Para tudo isso, enfrentar a agenda da democratização dos meios de comunicação tem que ser outra prioridade de governo. Todas as nações democraticamente consolidadas regulam os meios de mídia. Aliás, até nos Estados Unidos a mídia é regulada e um mesmo grupo não pode ser dono de jornais, TVs, rádios, revistas, sites e provedores de acesso como acontece no Brasil.

Um voto realmente útil

Não é verdade que vai tudo bem com o Brasil. Basta ver o pífio crescimento do PIB nos últimos dois trimestres, que especialistas já apontam como recessão. Somos o sétimo país mais rico do mundo e o 85º em desenvolvimento humano. Além disso, 51% dos brasileiros ainda vivem sem coleta de esgoto em pleno século XXI, segundo estudo recentemente divulgado pelo Trata Brasil. O país ocupa o 7º lugar no mundo em assassinatos de mulheres (dados do Mapa da Violência 2012, do Instituto Sangari). E no ano passado 312 homossexuais foram mortos por razões homofóbicas, segundo levantamento realizado pelo Grupo Gay da Bahia. Os jovens negros ainda têm 3,7 vezes mais chances de morrerem de forma violenta que um rapaz branco na mesma faixa etária, conforme aponta estudo sobre o racismo no Brasil divulgado em outubro do ano passado pelo Ipea (órgão vinculado ao governo federal). E o mesmo relatório aponta que as mulheres negras são 60% das vítimas de mortes violentas.
O portal Fora da Escola Não Pode!, apoiado pelo Unicef em parceria com a Campanha Nacional pelo Direito à Educação, informa que mais de 3,8 milhões de crianças e adolescentes entre 4 e 17 anos estão fora da escola.

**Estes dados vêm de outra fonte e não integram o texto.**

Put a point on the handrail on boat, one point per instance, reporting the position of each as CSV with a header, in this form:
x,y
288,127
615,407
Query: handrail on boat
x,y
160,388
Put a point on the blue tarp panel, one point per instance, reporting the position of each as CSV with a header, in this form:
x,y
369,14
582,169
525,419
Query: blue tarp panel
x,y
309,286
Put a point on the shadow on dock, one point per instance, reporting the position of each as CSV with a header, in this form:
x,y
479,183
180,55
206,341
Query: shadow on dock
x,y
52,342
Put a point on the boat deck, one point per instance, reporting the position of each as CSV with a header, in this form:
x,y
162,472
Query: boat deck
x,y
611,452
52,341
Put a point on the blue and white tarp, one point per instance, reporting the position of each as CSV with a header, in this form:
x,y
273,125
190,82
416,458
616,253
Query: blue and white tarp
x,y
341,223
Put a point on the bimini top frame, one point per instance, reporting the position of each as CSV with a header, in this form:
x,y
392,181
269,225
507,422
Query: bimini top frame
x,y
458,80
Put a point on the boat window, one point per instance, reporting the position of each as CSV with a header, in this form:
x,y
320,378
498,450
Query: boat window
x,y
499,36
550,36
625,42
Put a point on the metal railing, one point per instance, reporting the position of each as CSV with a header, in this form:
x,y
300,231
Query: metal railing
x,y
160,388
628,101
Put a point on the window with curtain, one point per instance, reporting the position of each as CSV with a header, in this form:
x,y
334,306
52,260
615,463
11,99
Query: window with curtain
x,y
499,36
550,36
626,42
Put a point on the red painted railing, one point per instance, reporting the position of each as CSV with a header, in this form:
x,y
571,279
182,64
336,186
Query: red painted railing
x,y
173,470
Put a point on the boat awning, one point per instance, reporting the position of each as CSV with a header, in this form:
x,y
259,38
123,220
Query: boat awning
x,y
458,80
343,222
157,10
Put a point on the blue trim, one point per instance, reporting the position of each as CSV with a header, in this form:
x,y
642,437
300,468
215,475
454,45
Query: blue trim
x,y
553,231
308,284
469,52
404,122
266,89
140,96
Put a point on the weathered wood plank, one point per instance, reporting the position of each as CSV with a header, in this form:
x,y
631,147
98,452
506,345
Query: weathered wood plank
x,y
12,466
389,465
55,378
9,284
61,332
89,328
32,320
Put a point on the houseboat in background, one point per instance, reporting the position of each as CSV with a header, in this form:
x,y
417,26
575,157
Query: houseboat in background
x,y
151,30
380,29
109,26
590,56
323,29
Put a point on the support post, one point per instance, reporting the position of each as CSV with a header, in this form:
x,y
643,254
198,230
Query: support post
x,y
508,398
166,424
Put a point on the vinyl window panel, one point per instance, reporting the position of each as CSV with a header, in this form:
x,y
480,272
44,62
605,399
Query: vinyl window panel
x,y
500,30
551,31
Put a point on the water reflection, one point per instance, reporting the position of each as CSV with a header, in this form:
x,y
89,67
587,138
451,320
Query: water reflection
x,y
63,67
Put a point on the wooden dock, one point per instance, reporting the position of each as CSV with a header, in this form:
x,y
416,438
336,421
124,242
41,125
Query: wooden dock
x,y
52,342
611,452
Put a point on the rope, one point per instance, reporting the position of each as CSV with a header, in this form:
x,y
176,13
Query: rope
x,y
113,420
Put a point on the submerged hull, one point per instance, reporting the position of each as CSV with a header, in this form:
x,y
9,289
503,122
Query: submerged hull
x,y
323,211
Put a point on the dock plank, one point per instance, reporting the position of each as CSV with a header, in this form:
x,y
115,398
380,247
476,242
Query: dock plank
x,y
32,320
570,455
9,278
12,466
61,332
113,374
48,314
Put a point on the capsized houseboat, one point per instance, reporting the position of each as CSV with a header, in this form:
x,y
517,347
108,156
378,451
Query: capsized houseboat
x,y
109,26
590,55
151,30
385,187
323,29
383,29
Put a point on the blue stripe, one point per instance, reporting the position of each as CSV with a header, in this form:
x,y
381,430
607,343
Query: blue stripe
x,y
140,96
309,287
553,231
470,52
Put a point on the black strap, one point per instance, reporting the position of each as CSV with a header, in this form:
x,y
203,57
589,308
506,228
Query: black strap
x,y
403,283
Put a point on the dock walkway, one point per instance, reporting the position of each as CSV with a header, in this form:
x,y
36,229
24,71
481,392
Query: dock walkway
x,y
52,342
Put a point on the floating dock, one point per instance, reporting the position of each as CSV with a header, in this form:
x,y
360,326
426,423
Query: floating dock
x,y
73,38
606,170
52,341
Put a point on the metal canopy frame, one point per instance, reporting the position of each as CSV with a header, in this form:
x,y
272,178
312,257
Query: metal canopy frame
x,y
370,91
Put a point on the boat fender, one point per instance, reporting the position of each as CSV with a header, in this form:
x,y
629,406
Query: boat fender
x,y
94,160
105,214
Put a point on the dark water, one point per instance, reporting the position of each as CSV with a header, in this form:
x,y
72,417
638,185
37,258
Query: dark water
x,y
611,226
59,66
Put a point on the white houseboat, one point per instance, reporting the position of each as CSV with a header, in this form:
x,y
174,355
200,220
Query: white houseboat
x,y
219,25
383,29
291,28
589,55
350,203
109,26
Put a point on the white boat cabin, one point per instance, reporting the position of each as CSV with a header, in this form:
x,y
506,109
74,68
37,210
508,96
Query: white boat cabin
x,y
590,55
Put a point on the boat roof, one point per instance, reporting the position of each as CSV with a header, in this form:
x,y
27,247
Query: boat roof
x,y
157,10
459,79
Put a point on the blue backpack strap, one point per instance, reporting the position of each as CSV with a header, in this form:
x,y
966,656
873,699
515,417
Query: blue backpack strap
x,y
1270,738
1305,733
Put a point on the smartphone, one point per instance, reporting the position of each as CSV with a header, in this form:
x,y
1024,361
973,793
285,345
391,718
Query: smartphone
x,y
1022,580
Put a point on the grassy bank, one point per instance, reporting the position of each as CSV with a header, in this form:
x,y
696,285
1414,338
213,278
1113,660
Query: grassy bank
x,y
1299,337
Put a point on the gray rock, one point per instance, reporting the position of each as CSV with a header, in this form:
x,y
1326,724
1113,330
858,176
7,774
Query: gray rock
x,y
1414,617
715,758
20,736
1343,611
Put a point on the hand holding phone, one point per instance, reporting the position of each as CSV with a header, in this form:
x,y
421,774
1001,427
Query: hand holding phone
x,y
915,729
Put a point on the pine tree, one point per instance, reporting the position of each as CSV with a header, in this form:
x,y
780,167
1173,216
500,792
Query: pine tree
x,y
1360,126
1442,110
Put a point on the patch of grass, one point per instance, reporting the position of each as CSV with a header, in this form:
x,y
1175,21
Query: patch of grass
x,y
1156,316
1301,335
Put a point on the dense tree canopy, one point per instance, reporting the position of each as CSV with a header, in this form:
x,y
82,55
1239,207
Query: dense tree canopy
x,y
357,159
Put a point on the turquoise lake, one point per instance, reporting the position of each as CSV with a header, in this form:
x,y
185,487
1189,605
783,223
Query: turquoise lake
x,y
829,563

A saúde pública não é um direito para todos, tendo em vista a quantidade de pessoas que morrem esperando um exame ou cirurgia. Até hoje não houve reforma agrária em nosso país.

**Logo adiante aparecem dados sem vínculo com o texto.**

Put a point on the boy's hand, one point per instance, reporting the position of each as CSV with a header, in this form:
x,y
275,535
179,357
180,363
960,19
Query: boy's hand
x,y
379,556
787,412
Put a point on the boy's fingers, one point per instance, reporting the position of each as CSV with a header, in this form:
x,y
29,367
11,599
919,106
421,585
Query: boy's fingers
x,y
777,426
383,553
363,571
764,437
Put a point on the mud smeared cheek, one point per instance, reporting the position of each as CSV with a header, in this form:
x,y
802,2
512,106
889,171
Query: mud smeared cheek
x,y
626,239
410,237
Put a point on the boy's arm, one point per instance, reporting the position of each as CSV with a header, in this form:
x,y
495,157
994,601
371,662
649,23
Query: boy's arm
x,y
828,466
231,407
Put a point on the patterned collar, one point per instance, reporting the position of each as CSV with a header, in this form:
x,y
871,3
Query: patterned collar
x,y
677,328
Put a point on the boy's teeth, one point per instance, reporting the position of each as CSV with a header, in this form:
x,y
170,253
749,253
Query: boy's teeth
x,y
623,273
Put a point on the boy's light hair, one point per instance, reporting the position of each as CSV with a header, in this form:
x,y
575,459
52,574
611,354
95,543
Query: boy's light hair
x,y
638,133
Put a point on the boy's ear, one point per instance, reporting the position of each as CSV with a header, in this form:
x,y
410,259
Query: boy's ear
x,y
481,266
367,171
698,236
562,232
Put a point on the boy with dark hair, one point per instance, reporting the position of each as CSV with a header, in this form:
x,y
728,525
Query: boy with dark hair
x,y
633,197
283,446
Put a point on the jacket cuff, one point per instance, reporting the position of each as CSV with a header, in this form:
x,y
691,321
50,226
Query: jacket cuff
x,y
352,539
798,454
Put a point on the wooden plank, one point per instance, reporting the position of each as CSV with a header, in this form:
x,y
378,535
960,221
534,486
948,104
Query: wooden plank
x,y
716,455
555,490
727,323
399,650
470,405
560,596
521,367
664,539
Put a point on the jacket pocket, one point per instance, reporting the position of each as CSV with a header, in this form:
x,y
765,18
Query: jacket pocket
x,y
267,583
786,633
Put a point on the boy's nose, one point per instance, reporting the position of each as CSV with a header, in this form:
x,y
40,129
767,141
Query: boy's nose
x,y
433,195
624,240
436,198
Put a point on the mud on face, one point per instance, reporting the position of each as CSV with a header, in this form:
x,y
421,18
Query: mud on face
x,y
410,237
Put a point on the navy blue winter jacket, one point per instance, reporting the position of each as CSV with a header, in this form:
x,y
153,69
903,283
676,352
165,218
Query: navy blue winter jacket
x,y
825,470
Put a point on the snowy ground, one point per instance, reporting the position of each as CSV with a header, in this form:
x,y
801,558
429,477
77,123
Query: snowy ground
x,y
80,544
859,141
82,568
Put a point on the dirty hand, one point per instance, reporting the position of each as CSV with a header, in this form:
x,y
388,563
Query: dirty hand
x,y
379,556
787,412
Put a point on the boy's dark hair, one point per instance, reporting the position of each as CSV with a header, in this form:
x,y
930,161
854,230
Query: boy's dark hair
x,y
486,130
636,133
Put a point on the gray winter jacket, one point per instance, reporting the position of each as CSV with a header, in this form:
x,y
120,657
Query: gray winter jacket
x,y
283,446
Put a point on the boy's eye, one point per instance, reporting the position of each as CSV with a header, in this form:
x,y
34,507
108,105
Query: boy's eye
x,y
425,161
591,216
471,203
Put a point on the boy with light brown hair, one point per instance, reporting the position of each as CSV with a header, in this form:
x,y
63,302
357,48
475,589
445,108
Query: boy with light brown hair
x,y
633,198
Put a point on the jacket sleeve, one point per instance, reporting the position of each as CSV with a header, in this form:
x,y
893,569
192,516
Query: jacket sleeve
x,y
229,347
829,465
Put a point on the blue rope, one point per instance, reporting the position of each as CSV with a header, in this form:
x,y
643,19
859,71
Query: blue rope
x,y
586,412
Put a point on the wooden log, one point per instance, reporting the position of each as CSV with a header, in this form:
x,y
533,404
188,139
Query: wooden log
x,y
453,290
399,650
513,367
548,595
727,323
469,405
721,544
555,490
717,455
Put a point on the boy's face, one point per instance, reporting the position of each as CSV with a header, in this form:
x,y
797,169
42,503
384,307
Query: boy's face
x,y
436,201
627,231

Então não é possível que o voto considerado útil seja aquele que ajuda a eleger candidatos melhor colocados em pesquisas de opinião. Para que meu voto seja efetivamente útil, deve refletir o que penso que deve mudar no país, a fim de não me arrepender lá na frente.

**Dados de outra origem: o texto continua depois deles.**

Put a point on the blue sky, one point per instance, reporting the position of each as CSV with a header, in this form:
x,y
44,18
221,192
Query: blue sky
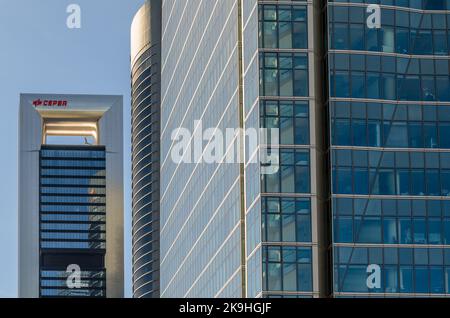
x,y
39,54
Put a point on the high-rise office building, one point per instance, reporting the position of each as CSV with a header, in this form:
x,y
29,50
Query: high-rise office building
x,y
359,203
233,231
146,79
70,196
389,101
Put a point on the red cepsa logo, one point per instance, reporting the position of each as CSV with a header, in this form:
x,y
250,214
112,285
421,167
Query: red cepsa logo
x,y
50,103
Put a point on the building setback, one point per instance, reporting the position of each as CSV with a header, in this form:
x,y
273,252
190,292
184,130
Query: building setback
x,y
70,196
146,78
359,205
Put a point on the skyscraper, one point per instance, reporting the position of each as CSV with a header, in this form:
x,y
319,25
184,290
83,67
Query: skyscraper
x,y
233,231
70,196
146,78
358,204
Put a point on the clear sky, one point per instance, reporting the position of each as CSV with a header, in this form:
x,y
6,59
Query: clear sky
x,y
39,54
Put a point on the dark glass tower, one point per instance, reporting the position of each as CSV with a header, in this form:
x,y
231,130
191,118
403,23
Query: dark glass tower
x,y
145,75
389,107
72,220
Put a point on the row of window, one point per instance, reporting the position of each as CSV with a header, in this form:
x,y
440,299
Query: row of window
x,y
73,199
74,226
74,208
82,236
67,182
374,85
48,163
83,293
389,64
72,154
420,182
372,133
402,270
91,245
415,4
390,17
66,217
391,207
283,27
395,279
391,230
52,274
283,74
91,191
74,172
391,159
287,268
293,175
388,39
291,118
90,284
391,112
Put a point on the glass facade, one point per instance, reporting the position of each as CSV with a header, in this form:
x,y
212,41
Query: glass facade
x,y
72,220
358,206
145,82
284,103
388,104
200,202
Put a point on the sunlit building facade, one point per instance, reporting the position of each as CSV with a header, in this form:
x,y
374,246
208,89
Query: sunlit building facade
x,y
389,102
145,85
70,196
229,229
358,205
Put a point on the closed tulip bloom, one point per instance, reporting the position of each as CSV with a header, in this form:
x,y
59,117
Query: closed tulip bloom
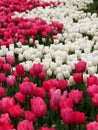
x,y
66,103
27,88
11,80
80,67
92,126
2,92
4,118
95,100
92,89
42,75
6,126
2,77
92,80
47,128
76,96
6,103
10,59
29,115
67,115
40,92
20,97
36,69
38,106
20,70
6,67
78,77
16,111
79,117
62,84
25,125
55,97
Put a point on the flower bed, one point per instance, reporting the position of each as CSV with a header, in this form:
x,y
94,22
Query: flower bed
x,y
48,65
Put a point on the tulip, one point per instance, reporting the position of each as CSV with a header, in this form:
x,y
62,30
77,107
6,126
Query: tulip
x,y
38,107
25,125
11,80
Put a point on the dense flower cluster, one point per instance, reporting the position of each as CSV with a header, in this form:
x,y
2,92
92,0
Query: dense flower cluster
x,y
48,65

Luciana Genro: porque é preciso coragem e coerência para garantir os direitos do povo

Cria do movimento estudantil, que já legou ao país centenas de lideranças políticas, ainda no Rio Grande do Sul, Luciana foi eleita deputada estadual pela primeira vez em 1994 e reeleita em 1998, pelo Partido dos Trabalhadores. De 2003 a 2011 exerceu mandato de deputada federal, primeiramente pelo PT e depois pelo PSOL. Sua saída do PT foi a culminação de uma série de enfrentamentos contra a adaptação daquele partido à ordem, desde a Carta aos Brasileiros até a reforma da Previdência de 2003.
Dedicada militante socialista, professora, advogada e mãe, Luciana merece meu voto.